Cryptococcus gattii, an airborne fungus normally seen only in tropical and subtropical regions, mysteriously showed up in 1999 on Canada’s Vancouver Island. Nobody knows how it got there or why it’s thriving in a temperate climate. So far, it has killed 19 of 218 known victims (8.7 percent) in the province of British Columbia. Since 2004, it has been reported in Washington and Oregon as well.

A study published on April 22 in the journal PLoS Pathogens reported that a new, highly virulent strain has appeared in Oregon, where it has killed 6 of 21 known victims—a frightening mortality rate of more than 28 percent. Even scarier is the fact that, though fungal infections typically strike people with weakened immune systems, most Cryptococcus gattii victims have been otherwise healthy.

The study warns that the disease is likely to spread into Northern California and possibly beyond. Edmond Byrnes, one of the study’s co-authors, told National Geographic:

The alarming thing is that it’s occurring in this region, it’s affecting healthy people, and geographically it’s been expanding.

The infection begins when the fungal spores, found on and near trees, are inhaled. The fungus starts to grow in the lungs, creating pulmonary nodules or opacities. An estimated 20 percent of victims develop meningitis. The disease has also been found in a variety of domestic and wild animals, even dolphins.

There is some good news. The disease seems to infect only a tiny percentage of those who are exposed to it. It cannot spread from person to person, and it can be treated with antibiotics, although treatment often must continue for months.

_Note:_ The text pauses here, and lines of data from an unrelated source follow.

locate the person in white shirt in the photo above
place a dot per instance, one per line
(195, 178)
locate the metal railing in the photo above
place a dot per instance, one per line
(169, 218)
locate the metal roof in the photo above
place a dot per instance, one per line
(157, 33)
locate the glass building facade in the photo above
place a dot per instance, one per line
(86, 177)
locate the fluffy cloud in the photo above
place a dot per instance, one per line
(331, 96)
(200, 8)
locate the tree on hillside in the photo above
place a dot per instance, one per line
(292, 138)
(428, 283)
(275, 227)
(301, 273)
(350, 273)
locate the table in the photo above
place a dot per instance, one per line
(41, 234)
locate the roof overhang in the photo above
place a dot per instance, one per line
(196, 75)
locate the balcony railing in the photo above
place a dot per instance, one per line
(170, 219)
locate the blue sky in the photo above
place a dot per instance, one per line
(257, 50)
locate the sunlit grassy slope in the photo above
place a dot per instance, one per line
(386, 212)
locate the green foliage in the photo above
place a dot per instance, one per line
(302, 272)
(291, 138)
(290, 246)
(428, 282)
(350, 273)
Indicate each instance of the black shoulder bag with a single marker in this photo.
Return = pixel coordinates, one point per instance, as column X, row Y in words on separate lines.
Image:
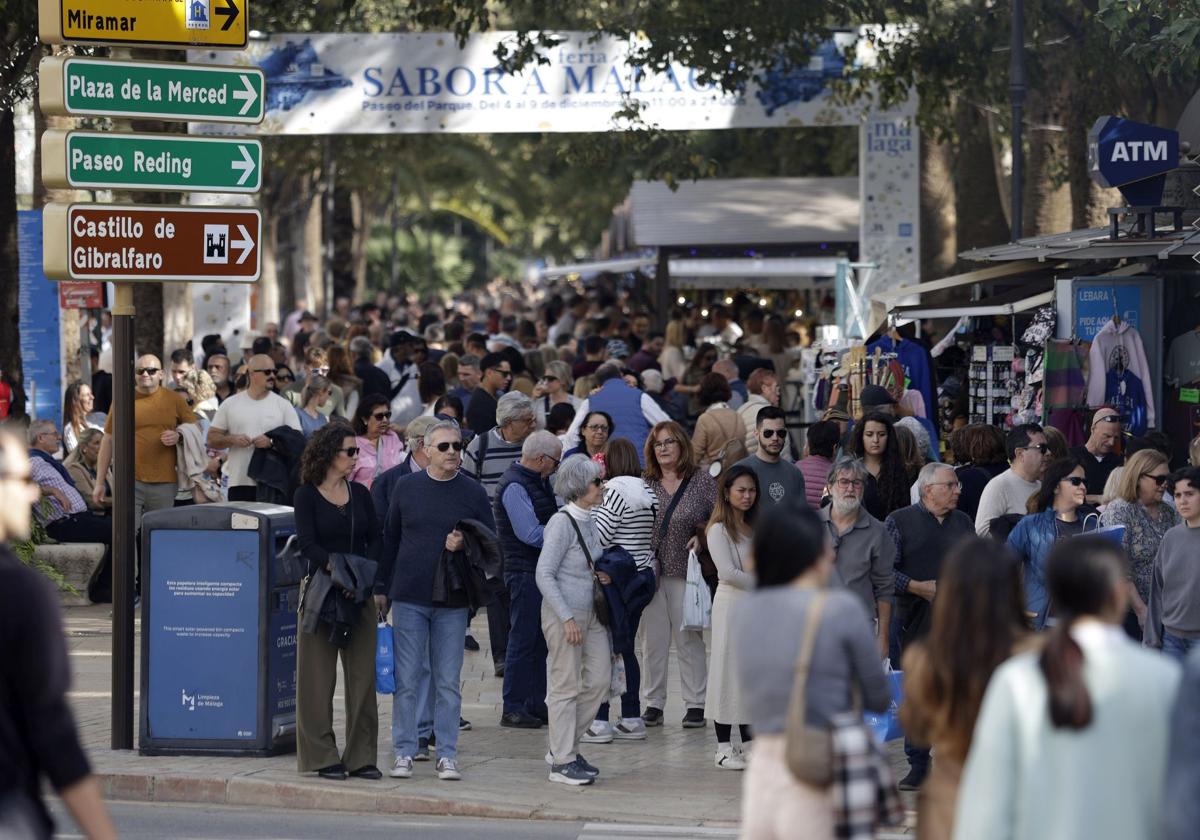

As with most diseases, early diagnosis greatly improves the prognosis. However, Cryptococcus gattii can lurk undetected in the body for a long time. From the point of infection it takes an average of six months for symptoms to appear. The symptoms vary, but often include coughing and shortness of breath, night sweats, fever and chills, headache, chest pain, neck pain and stiffness, weight loss, light sensitivity and decreased alertness.

The PLoS Pathogens article points out that even those outside the Pacific Northwest should be on the alert for this infection:

The potential dangers of travel-associated risks should be noted, as a growing number of cases attributable to travel within the Pacific NW region have been documented.